Sunday, 25 July 2010

Survey Subject and Non Response Error

Statisticians usually have a skeptical opinion about web surveys, the most common type of survey nowadays in North America. That is because there is virtually no sampling theory that can accommodate the "sampling design" of a Web Survey without making strong assumptions well known not to hold in many situations. But in a capitalist world the cost drives everything and drives also the way we draw our samples. If you think about the huge economy a Web survey can proportionate you will agree that the "flawed" sample can be justified - it is just a trade off between cost and precision. Hopefully those who are buying the survey are aware of that, and here is where the problem is, as I see it.

The trade off can be very advantageous indeed because it has been shown that in some cases a Web Survey can approximate reasonably the results a probabilistic sample. Our experience is crucial on the understanding of when we should be concerned with web survey results and how to make them more in line with probability samples. This paper, for example, shows that results from attitudinal questions from a web panel sample are quite close to a probability survey. But no doubt we can not hope to be able to use the mathematical theory that allows us to pinpoint the precision of the study.

Challenges are never enough though. In an effort to reduce the burden of the survey to the respondent, researchers are disclosing the subject of the survey before its beginning so that the respondent can decide whether of not to participate. The expected time of the survey is another information often released before the survey starts. Now the respondent that does not like the survey subject or does not feel like responding about it can just send the survey invitation to the trash can. But, what the possible consequences of this are?

Non response biases can be huge. Suppose, for example, a survey about groceries. Pretty much everybody buys grocery and would be eligible for participating in such a survey but possibly not everybody like to do it. The probability that someone that likes to shop for groceries has to participate in such a survey, if the subject is disclosed, we can argue, is much higher than the probability of somebody that thinks it is just a chore to participate. If the incidence of "grocery shopping lovers" in the population is, say, 20%, it will likely be much higher in the sample, without any possibility of being corrected through weighting. Shopping habits and attitudes will likely be associated to some extent to how much people like to shop and this will likely cause a bias in the survey.

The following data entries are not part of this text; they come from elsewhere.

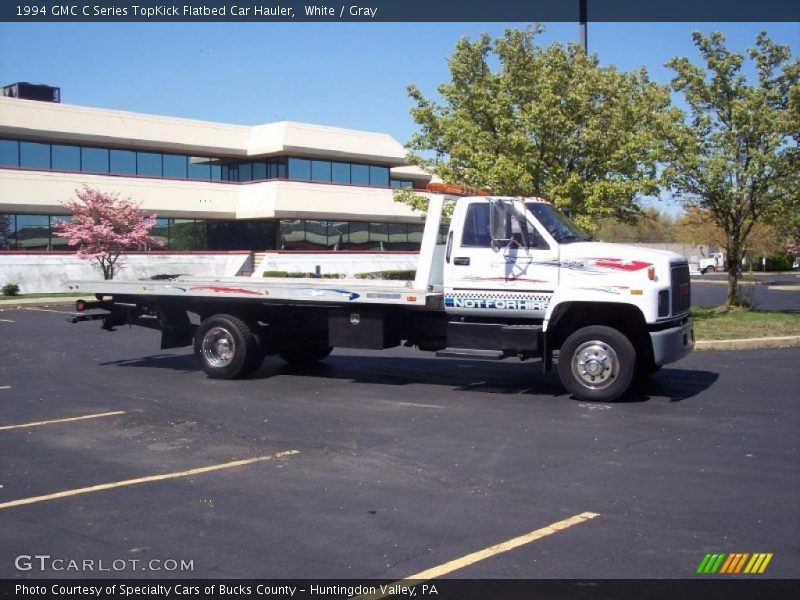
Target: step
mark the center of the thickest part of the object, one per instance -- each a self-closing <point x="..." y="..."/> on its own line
<point x="471" y="353"/>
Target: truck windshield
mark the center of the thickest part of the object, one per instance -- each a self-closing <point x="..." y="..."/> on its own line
<point x="557" y="224"/>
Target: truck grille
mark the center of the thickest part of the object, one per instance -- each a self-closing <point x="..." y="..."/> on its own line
<point x="681" y="289"/>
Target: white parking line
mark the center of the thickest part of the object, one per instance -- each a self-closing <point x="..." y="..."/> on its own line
<point x="50" y="422"/>
<point x="115" y="484"/>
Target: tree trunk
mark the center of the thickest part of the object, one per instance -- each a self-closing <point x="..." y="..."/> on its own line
<point x="734" y="262"/>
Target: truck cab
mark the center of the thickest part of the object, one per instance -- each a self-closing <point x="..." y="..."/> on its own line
<point x="520" y="277"/>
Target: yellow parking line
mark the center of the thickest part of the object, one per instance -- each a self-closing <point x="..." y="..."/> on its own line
<point x="37" y="423"/>
<point x="115" y="484"/>
<point x="465" y="561"/>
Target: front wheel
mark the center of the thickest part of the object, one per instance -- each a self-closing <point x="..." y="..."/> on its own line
<point x="597" y="363"/>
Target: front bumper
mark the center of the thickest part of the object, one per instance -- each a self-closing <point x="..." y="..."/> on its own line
<point x="672" y="344"/>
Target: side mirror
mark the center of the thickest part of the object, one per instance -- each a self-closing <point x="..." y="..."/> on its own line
<point x="498" y="217"/>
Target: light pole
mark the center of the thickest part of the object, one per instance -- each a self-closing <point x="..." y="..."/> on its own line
<point x="582" y="18"/>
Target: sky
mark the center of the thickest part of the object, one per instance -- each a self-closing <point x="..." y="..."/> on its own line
<point x="351" y="75"/>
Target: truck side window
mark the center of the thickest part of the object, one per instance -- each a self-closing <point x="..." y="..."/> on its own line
<point x="476" y="231"/>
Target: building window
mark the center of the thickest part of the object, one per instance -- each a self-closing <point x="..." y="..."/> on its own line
<point x="338" y="235"/>
<point x="66" y="158"/>
<point x="199" y="168"/>
<point x="175" y="166"/>
<point x="34" y="155"/>
<point x="148" y="164"/>
<point x="7" y="228"/>
<point x="321" y="171"/>
<point x="259" y="171"/>
<point x="9" y="153"/>
<point x="299" y="169"/>
<point x="340" y="172"/>
<point x="378" y="176"/>
<point x="32" y="232"/>
<point x="94" y="160"/>
<point x="123" y="162"/>
<point x="292" y="234"/>
<point x="401" y="184"/>
<point x="359" y="174"/>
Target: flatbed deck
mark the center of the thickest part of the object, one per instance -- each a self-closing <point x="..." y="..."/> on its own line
<point x="268" y="291"/>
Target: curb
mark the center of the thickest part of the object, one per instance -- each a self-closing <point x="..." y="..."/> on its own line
<point x="40" y="301"/>
<point x="786" y="341"/>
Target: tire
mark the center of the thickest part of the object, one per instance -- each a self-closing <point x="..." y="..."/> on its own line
<point x="303" y="352"/>
<point x="597" y="363"/>
<point x="228" y="347"/>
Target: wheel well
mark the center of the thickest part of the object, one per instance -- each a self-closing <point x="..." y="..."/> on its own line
<point x="626" y="318"/>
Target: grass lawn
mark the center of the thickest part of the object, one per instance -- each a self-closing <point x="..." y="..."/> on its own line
<point x="737" y="324"/>
<point x="45" y="295"/>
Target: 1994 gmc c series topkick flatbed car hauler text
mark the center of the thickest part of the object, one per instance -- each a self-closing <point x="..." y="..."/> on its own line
<point x="515" y="279"/>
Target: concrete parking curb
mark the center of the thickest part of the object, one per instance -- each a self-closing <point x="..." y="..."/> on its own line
<point x="786" y="341"/>
<point x="40" y="301"/>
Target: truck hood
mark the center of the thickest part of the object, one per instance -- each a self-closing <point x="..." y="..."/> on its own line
<point x="619" y="257"/>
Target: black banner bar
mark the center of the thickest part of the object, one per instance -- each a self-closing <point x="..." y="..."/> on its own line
<point x="396" y="10"/>
<point x="705" y="587"/>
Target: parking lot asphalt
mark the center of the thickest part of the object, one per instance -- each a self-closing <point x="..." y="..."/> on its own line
<point x="381" y="465"/>
<point x="773" y="291"/>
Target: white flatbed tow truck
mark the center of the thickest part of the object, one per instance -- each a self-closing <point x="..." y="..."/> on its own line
<point x="515" y="279"/>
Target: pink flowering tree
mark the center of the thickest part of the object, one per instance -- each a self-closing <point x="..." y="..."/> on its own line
<point x="103" y="226"/>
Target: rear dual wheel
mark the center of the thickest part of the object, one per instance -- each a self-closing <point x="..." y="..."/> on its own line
<point x="228" y="347"/>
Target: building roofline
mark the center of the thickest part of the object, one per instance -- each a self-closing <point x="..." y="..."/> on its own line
<point x="77" y="124"/>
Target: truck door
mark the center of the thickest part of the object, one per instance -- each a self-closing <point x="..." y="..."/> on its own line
<point x="485" y="280"/>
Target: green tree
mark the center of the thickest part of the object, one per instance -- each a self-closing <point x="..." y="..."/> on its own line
<point x="738" y="159"/>
<point x="651" y="225"/>
<point x="545" y="122"/>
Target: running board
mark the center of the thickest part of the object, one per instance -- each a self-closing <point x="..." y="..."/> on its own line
<point x="471" y="353"/>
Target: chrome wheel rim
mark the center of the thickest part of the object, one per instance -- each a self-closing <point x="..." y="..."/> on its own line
<point x="595" y="365"/>
<point x="218" y="347"/>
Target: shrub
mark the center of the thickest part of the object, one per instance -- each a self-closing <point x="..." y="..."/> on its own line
<point x="302" y="275"/>
<point x="780" y="261"/>
<point x="396" y="274"/>
<point x="10" y="289"/>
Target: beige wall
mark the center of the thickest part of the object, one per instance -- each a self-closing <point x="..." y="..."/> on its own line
<point x="81" y="124"/>
<point x="44" y="192"/>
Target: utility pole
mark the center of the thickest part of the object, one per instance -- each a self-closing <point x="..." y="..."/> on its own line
<point x="582" y="18"/>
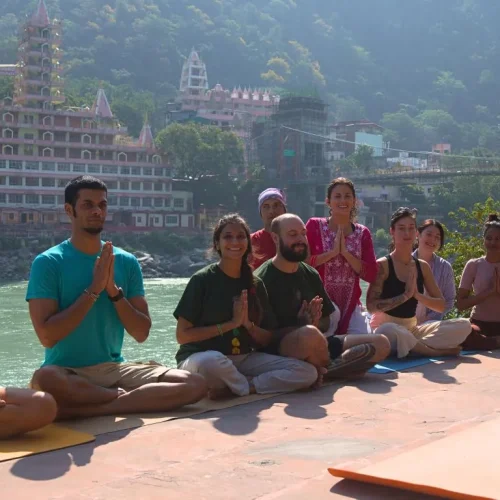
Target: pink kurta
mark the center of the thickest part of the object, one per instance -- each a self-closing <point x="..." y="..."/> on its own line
<point x="339" y="278"/>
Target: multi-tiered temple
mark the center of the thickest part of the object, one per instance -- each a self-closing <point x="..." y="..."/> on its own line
<point x="235" y="110"/>
<point x="43" y="145"/>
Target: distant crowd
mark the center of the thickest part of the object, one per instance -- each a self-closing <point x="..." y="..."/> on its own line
<point x="280" y="311"/>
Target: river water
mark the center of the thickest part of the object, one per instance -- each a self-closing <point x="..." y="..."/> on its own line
<point x="21" y="353"/>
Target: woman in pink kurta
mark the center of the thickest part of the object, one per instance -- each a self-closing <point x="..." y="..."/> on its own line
<point x="342" y="252"/>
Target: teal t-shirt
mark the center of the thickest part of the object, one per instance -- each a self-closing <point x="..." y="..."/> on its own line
<point x="62" y="273"/>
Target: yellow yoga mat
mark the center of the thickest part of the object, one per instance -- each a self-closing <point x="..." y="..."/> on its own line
<point x="103" y="425"/>
<point x="461" y="466"/>
<point x="52" y="437"/>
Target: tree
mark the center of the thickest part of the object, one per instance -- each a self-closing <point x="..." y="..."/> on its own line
<point x="466" y="242"/>
<point x="362" y="157"/>
<point x="201" y="150"/>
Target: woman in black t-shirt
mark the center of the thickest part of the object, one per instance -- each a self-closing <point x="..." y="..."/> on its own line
<point x="402" y="282"/>
<point x="224" y="316"/>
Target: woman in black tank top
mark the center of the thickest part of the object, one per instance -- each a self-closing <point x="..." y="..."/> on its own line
<point x="402" y="282"/>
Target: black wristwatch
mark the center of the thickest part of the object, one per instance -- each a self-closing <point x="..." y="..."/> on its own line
<point x="117" y="297"/>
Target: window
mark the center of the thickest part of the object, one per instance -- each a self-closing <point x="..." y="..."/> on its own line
<point x="48" y="182"/>
<point x="48" y="199"/>
<point x="32" y="165"/>
<point x="15" y="198"/>
<point x="15" y="181"/>
<point x="16" y="165"/>
<point x="94" y="169"/>
<point x="32" y="199"/>
<point x="78" y="167"/>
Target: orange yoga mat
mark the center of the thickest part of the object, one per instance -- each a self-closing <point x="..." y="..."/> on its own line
<point x="49" y="438"/>
<point x="461" y="466"/>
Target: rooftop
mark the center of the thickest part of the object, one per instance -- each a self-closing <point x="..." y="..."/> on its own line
<point x="273" y="449"/>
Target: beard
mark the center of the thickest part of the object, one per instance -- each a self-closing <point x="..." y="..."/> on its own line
<point x="289" y="253"/>
<point x="93" y="230"/>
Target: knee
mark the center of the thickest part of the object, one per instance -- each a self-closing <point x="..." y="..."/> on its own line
<point x="212" y="361"/>
<point x="308" y="373"/>
<point x="46" y="378"/>
<point x="197" y="385"/>
<point x="45" y="406"/>
<point x="382" y="346"/>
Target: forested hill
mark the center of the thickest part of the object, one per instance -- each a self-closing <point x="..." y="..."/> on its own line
<point x="428" y="69"/>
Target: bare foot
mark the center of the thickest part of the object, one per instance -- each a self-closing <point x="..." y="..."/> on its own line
<point x="452" y="351"/>
<point x="217" y="394"/>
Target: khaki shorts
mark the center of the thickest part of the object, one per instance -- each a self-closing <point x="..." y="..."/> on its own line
<point x="125" y="375"/>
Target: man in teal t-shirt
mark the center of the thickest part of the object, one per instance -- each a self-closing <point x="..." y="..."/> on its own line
<point x="83" y="294"/>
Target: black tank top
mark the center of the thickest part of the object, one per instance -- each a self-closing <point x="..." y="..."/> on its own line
<point x="394" y="287"/>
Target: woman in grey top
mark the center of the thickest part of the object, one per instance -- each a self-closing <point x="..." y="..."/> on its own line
<point x="430" y="241"/>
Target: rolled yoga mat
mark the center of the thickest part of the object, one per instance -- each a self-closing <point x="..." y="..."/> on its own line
<point x="52" y="437"/>
<point x="461" y="466"/>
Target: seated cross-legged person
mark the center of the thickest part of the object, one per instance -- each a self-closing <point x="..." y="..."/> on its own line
<point x="392" y="299"/>
<point x="24" y="410"/>
<point x="224" y="316"/>
<point x="272" y="203"/>
<point x="83" y="294"/>
<point x="307" y="318"/>
<point x="480" y="289"/>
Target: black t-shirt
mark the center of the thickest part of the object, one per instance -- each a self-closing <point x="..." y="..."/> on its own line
<point x="286" y="291"/>
<point x="208" y="300"/>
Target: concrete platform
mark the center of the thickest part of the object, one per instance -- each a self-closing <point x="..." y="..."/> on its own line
<point x="278" y="448"/>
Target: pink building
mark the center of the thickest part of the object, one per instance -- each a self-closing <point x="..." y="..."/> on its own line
<point x="44" y="144"/>
<point x="443" y="149"/>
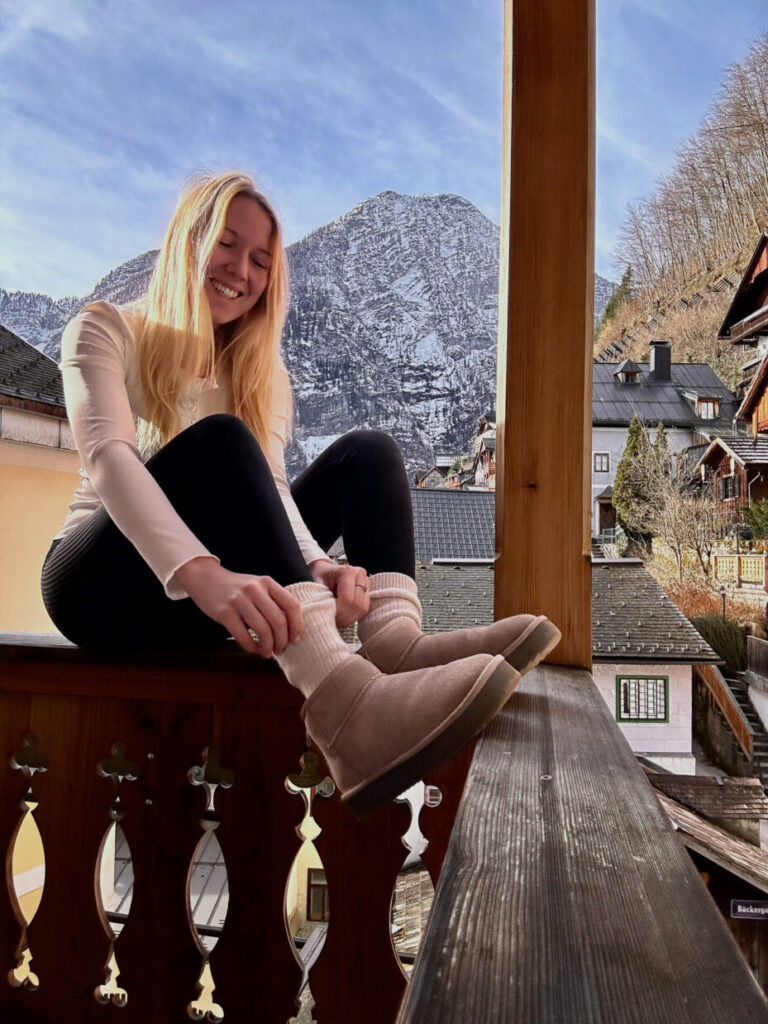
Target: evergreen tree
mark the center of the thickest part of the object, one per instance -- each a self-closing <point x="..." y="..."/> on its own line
<point x="756" y="516"/>
<point x="622" y="294"/>
<point x="662" y="456"/>
<point x="630" y="486"/>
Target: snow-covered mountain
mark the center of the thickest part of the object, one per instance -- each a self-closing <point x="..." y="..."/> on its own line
<point x="392" y="323"/>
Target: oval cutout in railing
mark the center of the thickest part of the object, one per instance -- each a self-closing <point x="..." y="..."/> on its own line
<point x="307" y="903"/>
<point x="115" y="879"/>
<point x="209" y="891"/>
<point x="414" y="891"/>
<point x="114" y="871"/>
<point x="26" y="862"/>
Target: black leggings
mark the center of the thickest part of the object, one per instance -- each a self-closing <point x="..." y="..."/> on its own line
<point x="100" y="593"/>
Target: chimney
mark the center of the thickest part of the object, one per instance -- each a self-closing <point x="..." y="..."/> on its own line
<point x="660" y="361"/>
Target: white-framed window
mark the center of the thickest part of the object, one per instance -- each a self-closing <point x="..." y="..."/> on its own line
<point x="642" y="698"/>
<point x="709" y="409"/>
<point x="728" y="487"/>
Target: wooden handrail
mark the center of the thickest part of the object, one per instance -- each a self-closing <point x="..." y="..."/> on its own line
<point x="713" y="679"/>
<point x="167" y="709"/>
<point x="757" y="659"/>
<point x="565" y="895"/>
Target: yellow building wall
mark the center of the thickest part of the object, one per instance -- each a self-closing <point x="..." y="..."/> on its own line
<point x="36" y="487"/>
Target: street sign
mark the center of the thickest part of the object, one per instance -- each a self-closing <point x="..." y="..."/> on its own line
<point x="752" y="909"/>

Disclosing the subject in a web survey is almost certainly the same as biasing the results in a way that can not be corrected or quantified. Yet again the technical aspect of sampling is put aside without fully understanding its consequences. Yet again the accuracy of estimates is second to the business priorities and yet again we face the challenge of making useful the results of surveys that cross unknown boundaries...

Monday, 19 July 2010

Census - The polemic of the long form

Next year is the year of the Census in Canada. The Canadian Census is conducted every 5 years and used to be composed of a long questionnaire and a short questionnaire. Both were mailed to the respondents who had to respond, since it was mandatory. While the short form were sent to every household, the long form were sent to only one fifth of the households, so it was a Survey rather than a Census.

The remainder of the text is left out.